R. Stanley Williams works at HP Labs, and he has for a long time. In the video of him that I am watching, his pony tail flows out over his blue-collared shirt, and onto his lumpy sweater. He wants to tell us about Leon Chua, the Einstein of circuit theory, and the mathematics of voltage, charge, current, and flux.
He thinks—though there is some controversy—that he has discovered the memristor, a fundamental piece of circuit theory that Chua's equations predicted. Regardless, he is working on devices that are down on the bedrock of computing. It's all CMOS logic and bits and math. This guy believes that he is changing the fundamental possibilities of computation and information storage.
And Silicon Valley is filled with people like this. They design chips at Intel. They come up with new machine-learning techniques at Google. They redefine data centers at Facebook. They design programming flows for GPUs at Microsoft. They refine antennas at Apple. And it's not just the big places. It's all these small semiconductor shops down in Sunnyvale. It's people working on photonics and optimizing memory manufacturing and building lasers.

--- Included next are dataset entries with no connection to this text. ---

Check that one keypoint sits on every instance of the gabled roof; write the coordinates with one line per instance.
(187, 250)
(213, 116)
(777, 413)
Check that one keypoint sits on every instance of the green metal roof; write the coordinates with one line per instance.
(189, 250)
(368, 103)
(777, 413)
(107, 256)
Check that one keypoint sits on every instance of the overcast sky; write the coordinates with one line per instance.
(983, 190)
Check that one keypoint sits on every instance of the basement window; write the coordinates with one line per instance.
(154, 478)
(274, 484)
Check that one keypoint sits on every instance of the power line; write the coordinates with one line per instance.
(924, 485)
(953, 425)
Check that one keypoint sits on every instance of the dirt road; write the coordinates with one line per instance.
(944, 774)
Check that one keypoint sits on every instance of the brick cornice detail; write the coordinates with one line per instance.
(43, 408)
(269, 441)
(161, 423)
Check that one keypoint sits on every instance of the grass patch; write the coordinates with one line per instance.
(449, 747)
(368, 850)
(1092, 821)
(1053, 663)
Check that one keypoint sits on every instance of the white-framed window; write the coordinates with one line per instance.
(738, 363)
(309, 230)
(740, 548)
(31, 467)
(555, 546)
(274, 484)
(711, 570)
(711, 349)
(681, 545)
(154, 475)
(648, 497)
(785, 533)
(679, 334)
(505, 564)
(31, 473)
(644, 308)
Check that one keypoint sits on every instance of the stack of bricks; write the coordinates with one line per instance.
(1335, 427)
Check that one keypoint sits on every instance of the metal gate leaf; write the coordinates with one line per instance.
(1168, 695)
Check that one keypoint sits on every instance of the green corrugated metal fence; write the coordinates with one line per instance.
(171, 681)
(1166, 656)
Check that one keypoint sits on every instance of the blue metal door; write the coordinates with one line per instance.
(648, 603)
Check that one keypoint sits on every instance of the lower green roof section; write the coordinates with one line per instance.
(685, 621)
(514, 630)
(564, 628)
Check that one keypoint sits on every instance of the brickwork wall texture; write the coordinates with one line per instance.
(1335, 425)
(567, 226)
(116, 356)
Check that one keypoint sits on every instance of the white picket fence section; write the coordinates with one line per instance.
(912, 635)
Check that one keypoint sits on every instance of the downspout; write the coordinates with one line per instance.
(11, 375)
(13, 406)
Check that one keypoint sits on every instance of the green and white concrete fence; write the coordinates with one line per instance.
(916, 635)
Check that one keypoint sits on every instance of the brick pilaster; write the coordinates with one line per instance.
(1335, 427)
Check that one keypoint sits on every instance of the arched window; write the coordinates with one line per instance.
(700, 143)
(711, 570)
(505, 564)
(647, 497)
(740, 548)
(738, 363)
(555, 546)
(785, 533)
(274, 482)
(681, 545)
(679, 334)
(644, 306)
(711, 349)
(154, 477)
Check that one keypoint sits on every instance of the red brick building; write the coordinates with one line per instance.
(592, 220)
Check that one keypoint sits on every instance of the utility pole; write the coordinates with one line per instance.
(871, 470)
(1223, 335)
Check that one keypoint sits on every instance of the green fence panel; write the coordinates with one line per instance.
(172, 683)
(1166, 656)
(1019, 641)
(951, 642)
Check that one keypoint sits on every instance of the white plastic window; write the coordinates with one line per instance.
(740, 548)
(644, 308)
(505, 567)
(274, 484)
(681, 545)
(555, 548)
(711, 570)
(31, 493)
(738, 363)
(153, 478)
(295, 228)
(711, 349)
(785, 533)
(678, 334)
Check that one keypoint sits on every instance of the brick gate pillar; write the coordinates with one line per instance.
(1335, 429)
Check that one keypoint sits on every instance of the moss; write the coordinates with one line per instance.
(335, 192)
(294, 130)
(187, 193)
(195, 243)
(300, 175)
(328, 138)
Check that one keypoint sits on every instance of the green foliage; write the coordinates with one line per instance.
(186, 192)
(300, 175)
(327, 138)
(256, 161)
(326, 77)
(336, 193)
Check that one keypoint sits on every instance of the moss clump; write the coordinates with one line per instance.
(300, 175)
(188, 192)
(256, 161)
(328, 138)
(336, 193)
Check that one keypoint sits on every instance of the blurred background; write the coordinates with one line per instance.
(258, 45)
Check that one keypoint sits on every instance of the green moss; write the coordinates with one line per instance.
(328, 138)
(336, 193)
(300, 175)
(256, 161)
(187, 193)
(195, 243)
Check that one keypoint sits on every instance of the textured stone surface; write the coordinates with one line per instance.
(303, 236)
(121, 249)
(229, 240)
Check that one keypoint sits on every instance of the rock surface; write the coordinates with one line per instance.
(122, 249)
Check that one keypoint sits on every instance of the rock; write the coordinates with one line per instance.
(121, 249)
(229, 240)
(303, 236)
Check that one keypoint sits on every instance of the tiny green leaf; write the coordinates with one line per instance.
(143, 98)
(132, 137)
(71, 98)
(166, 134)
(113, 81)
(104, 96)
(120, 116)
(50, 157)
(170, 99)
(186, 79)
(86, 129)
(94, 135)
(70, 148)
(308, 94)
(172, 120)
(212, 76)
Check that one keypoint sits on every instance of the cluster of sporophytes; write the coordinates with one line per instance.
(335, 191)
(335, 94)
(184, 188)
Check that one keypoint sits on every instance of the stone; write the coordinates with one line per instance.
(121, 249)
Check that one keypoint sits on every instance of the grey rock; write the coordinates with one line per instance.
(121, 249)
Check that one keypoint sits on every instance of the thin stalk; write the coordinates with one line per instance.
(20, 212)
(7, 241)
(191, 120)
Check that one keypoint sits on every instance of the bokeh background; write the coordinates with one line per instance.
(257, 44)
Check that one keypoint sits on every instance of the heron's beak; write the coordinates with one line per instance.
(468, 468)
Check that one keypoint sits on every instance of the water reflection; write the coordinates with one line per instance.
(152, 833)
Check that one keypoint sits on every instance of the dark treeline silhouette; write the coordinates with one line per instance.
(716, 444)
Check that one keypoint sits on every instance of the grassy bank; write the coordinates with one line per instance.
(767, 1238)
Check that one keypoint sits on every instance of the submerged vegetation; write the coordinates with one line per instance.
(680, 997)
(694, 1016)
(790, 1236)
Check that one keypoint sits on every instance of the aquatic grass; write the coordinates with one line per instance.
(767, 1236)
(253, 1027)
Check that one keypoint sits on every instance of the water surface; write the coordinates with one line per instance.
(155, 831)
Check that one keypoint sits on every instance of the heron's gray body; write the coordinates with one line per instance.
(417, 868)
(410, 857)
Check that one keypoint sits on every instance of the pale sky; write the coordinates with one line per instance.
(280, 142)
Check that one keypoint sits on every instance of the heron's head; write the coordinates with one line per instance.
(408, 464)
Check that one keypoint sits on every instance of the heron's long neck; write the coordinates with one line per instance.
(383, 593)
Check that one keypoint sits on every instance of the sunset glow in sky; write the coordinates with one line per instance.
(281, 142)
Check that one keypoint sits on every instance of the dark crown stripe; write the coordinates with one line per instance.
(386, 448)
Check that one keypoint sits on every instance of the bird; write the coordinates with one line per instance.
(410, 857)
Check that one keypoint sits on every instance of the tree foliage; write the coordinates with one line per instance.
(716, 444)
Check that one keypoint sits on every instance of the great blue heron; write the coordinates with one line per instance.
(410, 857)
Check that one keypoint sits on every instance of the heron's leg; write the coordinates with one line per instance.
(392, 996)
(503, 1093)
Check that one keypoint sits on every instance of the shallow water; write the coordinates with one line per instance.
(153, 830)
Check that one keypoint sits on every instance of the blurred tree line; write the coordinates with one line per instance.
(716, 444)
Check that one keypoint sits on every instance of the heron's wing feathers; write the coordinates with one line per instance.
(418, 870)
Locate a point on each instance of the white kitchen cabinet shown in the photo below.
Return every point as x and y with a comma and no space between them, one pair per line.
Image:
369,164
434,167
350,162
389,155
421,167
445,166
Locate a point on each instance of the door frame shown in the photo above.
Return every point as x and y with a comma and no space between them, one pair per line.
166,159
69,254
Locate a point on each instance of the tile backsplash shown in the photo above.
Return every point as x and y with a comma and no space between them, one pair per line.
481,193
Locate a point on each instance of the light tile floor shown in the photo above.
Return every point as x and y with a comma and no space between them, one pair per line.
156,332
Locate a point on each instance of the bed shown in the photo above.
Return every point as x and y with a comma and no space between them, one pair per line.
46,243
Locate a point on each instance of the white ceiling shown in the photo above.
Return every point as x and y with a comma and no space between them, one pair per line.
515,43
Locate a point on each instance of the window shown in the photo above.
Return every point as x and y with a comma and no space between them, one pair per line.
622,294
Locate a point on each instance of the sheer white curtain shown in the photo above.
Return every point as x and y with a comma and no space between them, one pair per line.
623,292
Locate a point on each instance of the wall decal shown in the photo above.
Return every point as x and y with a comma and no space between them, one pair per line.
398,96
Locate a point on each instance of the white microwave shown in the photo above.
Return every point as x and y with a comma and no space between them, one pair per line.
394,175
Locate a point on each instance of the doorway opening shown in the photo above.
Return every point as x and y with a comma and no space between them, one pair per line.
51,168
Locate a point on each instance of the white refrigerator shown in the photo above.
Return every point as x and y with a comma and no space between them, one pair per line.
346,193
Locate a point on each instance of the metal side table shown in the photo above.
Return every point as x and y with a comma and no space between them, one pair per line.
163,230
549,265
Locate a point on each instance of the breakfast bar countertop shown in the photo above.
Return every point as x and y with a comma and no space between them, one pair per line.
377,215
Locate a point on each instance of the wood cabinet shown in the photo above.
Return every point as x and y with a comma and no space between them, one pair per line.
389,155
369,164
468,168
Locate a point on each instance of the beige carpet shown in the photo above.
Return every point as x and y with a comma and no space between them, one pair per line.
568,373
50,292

Most of the media's attention might be focused on things that are closer to consumer consumption: Snapchat, WhatsApp, Oculus Rift, Uber, new phones, smartwatches. The new new new new thing. It's easy enough to forget that people like Williams exist. The face of technology isn't nerds with ponytails, but legions of fresh-faced youths pouring through the glass doors of a zillion startups into tastefully appointed lobbies, sipping on kombucha from company refrigerators. Brogramming, &c.